VaultStream
Encrypted file vault with per-file KMS encryption and ~85% storage cost reduction across 15+ AWS services
15+ AWS services
487+ tests / 19 properties
~85% storage cost cut
Sub-100ms cached reads
Overview
Secure file storage platform where users upload, encrypt, share, and manage sensitive documents. Every file gets its own encryption key via KMS envelope encryption. Storage costs optimize automatically through S3 lifecycle tiering, files are delivered globally through CloudFront signed URLs, and thumbnails and virus scans run asynchronously through event-driven Lambda workers. Polyglot persistence pairs DynamoDB single-table design for metadata, RDS PostgreSQL for compliance-grade audit logs, and ElastiCache Redis for sub-millisecond cached reads. Infrastructure is defined entirely in AWS CDK (TypeScript) across 8 stacks.
Architecture Diagram
Design Decisions
- →Serverless-first with the same Express codebase running on Lambda or ECS Fargate via @vendia/serverless-express. Provisioned concurrency (2 instances) eliminates cold starts on critical paths while keeping pay-per-request economics.

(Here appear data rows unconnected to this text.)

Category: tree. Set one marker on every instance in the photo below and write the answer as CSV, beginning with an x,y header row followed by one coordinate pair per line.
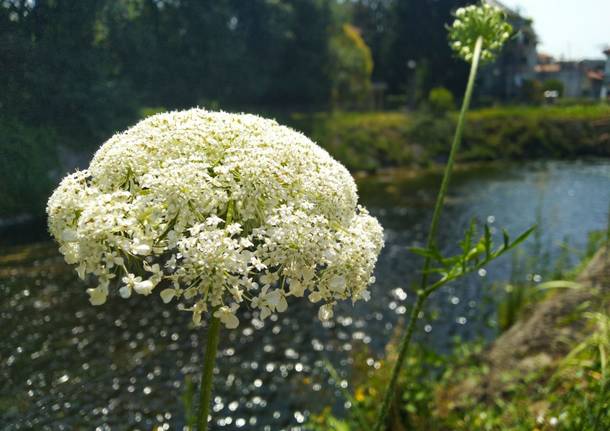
x,y
352,67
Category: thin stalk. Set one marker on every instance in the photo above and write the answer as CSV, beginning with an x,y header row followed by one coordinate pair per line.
x,y
205,396
424,292
207,376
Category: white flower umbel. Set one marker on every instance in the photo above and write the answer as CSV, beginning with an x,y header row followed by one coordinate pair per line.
x,y
216,210
479,21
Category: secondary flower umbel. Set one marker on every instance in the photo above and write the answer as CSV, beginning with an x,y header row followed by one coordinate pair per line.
x,y
472,22
216,210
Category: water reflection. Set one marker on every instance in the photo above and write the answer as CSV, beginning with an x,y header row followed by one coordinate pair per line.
x,y
67,365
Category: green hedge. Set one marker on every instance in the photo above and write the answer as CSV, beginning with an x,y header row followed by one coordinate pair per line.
x,y
370,141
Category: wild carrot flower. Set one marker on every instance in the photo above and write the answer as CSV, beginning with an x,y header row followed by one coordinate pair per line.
x,y
472,22
216,211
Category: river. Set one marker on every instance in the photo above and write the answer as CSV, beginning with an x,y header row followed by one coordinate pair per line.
x,y
67,365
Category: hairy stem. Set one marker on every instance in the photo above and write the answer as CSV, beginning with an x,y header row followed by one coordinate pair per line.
x,y
205,396
423,293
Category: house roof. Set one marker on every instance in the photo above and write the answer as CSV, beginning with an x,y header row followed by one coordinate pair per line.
x,y
595,75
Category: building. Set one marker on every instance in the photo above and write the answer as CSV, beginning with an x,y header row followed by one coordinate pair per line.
x,y
505,78
579,79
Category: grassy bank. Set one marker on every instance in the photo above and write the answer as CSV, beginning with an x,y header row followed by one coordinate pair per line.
x,y
550,371
370,141
362,141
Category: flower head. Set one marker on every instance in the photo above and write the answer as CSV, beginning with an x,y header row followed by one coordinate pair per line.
x,y
472,22
216,210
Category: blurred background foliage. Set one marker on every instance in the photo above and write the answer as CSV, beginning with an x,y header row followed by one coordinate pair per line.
x,y
373,81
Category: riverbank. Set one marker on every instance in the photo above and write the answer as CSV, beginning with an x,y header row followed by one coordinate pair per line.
x,y
36,158
548,371
373,141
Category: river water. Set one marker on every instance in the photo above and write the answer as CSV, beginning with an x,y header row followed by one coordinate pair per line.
x,y
126,365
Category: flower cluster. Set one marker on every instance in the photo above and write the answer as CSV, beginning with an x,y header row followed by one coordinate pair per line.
x,y
472,22
216,210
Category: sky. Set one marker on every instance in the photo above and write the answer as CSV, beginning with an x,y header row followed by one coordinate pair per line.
x,y
572,29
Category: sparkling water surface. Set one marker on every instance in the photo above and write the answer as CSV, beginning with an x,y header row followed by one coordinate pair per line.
x,y
128,364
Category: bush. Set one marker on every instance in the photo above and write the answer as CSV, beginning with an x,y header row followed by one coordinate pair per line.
x,y
441,100
28,167
371,141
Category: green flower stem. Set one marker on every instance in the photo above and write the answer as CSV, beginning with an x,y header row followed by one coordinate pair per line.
x,y
207,377
424,291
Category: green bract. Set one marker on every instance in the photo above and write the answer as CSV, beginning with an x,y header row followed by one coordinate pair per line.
x,y
483,21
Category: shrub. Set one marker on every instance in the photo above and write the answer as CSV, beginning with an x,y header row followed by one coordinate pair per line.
x,y
441,100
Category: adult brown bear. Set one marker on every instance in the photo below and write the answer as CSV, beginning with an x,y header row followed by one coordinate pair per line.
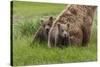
x,y
80,18
42,33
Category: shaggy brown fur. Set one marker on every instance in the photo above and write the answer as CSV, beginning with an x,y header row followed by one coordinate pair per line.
x,y
80,17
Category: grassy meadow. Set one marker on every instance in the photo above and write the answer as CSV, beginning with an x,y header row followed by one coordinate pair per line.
x,y
26,21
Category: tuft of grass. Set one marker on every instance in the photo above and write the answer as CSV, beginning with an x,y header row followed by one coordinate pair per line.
x,y
28,21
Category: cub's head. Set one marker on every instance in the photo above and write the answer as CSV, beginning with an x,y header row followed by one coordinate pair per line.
x,y
46,24
63,29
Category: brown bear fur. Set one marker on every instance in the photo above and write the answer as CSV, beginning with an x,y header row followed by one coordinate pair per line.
x,y
80,17
42,33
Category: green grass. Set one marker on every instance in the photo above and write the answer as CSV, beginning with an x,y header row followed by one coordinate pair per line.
x,y
26,21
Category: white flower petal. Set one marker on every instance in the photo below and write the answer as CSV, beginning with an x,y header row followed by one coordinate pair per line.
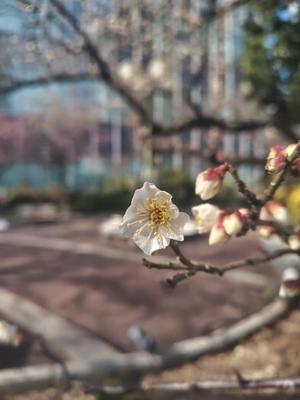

- →Per-file envelope encryption: each upload triggers KMS GenerateDataKey for a unique 256-bit DEK. The encrypted DEK is stored beside file metadata, the plaintext key is discarded immediately, and S3 Bucket Key cuts KMS API costs by 99%.
- →DynamoDB single-table design with 3 overloaded GSIs stores users, files, folders, shares, versions, and comments. One Query returns an entire item collection in a single round trip, reducing read costs by ~67%.
- →Polyglot persistence: DynamoDB for single-digit-ms metadata, PostgreSQL for complex time-range audit queries with JSONB, and Redis cache-aside for sub-ms reads with graceful degradation when Redis is unavailable.
- →Intelligent storage tiering via S3 lifecycle rules (Standard → Standard-IA → Glacier Instant Retrieval → Deep Archive), with a Lifecycle Processor Lambda updating DynamoDB metadata on each transition.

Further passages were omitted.